Still, the prophet perceives an existential cluelessness even as busy hands are at work.
On that day you looked to the weapons of the House of the Forest, and you saw that there were many breaches in the city of David, and you collected the waters of the lower pool. You counted the houses of Jerusalem, and you broke down the houses to fortify the wall. You made a reservoir between the two walls for the water of the old pool. But you did not look to him who did it, or have regard for him who planned it long ago.
Isaiah 28:8-11 (NRSV)
The burgers of a besieged city would be fools not to undertake these preparatory moves, notwithstanding the tactical sacrifice of those whose homes were demolished for the greater good of a city’s defensive walls.

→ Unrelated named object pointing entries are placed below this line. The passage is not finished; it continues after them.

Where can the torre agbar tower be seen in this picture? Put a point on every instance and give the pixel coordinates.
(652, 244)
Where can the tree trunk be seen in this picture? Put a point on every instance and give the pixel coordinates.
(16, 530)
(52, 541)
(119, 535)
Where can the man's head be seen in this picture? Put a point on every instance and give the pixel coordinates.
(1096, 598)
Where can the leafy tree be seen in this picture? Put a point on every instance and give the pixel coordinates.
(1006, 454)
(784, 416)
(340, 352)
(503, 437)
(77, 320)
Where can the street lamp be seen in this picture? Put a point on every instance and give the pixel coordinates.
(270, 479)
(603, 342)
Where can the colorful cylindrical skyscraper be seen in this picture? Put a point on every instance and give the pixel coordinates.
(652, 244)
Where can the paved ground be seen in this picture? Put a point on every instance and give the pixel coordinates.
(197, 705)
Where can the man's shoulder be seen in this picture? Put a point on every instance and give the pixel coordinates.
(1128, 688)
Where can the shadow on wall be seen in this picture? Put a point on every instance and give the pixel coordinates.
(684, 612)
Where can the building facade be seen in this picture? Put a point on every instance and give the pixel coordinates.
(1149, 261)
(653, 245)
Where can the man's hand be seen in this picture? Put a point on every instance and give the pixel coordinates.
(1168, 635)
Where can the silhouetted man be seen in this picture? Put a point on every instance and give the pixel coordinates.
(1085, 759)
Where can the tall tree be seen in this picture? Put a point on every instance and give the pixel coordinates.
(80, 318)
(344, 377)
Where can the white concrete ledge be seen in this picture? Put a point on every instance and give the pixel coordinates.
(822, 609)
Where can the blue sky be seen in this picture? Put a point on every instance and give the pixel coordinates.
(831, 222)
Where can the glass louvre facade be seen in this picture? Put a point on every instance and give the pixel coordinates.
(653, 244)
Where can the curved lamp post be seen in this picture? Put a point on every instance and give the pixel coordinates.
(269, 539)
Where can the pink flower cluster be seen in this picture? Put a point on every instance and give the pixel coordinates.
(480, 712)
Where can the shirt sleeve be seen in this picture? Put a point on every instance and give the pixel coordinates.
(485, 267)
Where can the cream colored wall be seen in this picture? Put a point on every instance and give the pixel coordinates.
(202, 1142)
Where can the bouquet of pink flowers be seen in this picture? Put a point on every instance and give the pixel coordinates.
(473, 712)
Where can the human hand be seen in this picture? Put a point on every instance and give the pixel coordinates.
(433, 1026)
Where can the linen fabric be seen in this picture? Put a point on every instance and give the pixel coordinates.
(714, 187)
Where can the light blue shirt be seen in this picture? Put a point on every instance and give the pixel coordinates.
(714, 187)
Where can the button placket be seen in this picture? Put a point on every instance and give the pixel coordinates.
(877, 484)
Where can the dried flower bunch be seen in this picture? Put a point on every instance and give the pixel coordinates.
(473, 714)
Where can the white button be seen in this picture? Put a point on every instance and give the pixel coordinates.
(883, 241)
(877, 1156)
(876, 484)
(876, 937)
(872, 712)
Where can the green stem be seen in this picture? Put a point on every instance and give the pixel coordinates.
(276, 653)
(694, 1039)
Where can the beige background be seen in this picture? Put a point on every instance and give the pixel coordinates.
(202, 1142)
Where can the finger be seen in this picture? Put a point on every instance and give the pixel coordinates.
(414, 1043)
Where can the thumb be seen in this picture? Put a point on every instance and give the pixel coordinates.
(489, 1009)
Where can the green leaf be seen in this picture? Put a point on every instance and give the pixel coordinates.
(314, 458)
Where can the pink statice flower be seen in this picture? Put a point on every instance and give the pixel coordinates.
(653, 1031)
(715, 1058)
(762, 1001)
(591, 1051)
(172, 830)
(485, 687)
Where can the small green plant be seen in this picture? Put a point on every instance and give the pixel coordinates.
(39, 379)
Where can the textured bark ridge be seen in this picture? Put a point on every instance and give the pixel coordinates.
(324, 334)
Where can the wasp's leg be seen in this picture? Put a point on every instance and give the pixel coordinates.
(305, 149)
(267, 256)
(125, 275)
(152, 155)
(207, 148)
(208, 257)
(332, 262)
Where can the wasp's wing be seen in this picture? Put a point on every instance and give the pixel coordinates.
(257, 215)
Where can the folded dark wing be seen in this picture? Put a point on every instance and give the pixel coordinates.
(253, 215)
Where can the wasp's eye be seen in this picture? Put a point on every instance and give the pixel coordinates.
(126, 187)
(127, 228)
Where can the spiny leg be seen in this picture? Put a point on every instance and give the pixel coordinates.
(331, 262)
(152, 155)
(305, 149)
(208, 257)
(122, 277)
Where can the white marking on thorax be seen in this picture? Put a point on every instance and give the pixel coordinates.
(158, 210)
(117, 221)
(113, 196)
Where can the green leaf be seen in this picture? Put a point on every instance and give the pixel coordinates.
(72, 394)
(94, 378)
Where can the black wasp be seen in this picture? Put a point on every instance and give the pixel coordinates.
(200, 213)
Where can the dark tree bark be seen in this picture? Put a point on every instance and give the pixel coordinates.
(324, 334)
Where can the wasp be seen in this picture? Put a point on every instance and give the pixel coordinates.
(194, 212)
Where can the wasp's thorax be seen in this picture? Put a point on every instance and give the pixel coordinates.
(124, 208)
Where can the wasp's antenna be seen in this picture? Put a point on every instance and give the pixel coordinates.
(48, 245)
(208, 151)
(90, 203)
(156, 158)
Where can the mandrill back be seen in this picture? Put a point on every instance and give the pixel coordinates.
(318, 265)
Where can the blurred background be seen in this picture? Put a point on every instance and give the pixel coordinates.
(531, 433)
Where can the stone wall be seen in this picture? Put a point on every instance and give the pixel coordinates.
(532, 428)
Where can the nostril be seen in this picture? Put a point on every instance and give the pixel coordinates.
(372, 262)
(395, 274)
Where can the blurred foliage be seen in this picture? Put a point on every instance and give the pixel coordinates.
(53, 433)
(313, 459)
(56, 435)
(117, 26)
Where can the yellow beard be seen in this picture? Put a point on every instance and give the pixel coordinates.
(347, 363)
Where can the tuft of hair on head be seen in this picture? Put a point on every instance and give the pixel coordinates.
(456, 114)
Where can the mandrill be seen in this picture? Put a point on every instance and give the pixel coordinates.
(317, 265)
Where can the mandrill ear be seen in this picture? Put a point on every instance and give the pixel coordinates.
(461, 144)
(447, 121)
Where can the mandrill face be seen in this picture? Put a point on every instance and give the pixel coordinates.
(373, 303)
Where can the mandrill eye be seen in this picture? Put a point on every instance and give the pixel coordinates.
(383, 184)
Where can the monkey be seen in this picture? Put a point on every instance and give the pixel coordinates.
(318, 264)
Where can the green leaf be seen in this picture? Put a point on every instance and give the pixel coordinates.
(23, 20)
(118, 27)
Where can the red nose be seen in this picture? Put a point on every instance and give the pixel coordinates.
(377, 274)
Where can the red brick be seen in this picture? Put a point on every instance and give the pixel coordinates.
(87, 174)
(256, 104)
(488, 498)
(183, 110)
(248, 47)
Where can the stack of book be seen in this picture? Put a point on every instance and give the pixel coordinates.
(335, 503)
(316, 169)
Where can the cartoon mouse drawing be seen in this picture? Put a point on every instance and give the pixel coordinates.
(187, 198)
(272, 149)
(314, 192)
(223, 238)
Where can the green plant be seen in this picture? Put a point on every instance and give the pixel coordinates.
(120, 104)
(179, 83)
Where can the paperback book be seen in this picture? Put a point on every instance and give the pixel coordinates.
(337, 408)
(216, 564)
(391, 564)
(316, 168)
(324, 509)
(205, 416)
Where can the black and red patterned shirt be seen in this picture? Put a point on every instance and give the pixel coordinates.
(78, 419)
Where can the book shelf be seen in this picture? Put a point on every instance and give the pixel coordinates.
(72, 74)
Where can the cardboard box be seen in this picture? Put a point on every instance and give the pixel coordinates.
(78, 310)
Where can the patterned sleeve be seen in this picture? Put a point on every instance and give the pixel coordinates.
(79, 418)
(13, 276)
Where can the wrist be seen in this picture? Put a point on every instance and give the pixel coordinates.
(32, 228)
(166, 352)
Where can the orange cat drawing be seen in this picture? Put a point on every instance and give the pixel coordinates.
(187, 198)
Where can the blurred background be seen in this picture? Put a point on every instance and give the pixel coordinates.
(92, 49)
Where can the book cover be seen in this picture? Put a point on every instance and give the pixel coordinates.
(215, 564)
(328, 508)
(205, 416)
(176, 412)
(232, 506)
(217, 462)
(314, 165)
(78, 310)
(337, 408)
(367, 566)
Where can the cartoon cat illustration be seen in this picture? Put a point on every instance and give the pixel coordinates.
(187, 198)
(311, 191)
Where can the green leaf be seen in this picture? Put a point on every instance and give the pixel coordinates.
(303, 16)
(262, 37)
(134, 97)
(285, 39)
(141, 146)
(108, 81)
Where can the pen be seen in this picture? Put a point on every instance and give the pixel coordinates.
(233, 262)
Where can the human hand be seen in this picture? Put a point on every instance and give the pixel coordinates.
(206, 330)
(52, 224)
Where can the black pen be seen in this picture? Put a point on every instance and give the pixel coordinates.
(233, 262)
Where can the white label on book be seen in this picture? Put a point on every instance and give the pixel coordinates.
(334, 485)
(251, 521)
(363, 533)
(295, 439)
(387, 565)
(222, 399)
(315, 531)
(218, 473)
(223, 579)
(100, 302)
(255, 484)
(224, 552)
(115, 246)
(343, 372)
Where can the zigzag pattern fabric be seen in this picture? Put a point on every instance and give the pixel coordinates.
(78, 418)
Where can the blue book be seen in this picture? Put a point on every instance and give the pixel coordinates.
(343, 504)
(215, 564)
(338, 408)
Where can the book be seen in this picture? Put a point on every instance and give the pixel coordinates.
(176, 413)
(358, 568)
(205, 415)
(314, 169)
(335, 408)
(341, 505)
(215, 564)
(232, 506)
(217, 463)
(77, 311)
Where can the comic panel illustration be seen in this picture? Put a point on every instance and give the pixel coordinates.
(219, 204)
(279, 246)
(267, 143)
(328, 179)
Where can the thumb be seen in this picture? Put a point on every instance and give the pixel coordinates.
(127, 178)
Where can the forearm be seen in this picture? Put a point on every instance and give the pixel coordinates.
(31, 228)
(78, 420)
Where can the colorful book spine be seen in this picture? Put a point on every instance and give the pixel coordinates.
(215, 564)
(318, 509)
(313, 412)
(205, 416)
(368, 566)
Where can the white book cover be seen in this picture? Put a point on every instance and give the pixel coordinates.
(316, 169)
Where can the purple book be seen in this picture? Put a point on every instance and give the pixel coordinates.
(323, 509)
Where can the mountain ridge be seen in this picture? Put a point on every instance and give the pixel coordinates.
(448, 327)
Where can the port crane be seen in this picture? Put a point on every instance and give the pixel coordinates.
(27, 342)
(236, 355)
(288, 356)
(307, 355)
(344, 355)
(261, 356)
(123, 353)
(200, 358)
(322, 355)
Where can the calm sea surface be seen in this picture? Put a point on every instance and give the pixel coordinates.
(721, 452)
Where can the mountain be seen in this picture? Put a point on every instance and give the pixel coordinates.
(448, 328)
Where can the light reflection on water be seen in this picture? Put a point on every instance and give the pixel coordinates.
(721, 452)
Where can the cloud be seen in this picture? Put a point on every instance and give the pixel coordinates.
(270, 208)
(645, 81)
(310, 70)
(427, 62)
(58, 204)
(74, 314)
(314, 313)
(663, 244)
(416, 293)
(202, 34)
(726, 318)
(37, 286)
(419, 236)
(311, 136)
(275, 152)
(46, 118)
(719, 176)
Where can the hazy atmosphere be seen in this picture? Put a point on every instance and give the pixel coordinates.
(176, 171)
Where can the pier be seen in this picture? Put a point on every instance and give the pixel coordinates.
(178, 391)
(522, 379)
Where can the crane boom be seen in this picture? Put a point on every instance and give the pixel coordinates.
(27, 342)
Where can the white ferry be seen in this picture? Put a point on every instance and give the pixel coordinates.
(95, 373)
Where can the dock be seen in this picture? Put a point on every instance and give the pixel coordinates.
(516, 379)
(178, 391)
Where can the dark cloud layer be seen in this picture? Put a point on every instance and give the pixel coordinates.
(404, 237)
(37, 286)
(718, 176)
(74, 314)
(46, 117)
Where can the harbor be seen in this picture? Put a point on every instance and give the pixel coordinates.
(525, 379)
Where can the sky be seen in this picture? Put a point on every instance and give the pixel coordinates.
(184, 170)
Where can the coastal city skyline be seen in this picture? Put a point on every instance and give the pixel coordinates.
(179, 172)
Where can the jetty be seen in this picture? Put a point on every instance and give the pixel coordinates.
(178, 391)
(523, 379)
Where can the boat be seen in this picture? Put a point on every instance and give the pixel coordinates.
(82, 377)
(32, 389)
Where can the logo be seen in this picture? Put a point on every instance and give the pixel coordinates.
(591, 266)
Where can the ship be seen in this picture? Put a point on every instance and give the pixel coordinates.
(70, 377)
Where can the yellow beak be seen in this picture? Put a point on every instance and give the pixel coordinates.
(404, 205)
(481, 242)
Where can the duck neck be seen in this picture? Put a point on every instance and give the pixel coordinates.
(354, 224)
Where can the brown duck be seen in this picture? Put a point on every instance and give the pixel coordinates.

Yet, from the prophet’s perspective, the citizens of Jerusalem did all this and were still fools.
On what grounds could such diligent patriots be faulted?
But you did not look to him who did it, or have regard for him who planned it long ago.
The feminine singular objects of the Hebrew verbs that generate ‘did’ (עשׂה) and ‘planned’ (יצר, somewhat demetaphorised by the NRSV away from its more standard rending as ‘shaped’ or ‘molded’) are not entirely transparent. Probably, the feminine represents an abstract object. Most likely, the referent of the object is the entire impending calamity that is about to dash itself upon the city.
Busy with defensive strategy and tactics, it seems, Jerusalem does not contemplate the possibility that YHWH is in this; worse, that their soon destruction is YHWH’s own work.
It is a terrible and unpopular rendering of events.
Yet the book suggests that, if it is accurate, then besieged Jerusalem’s busywork is not only in vain. It is fighting against its divine Sovereign’s awful handiwork.
Jerusalem, in Isaianic perspective, shall be redeemed by justice (1.27a).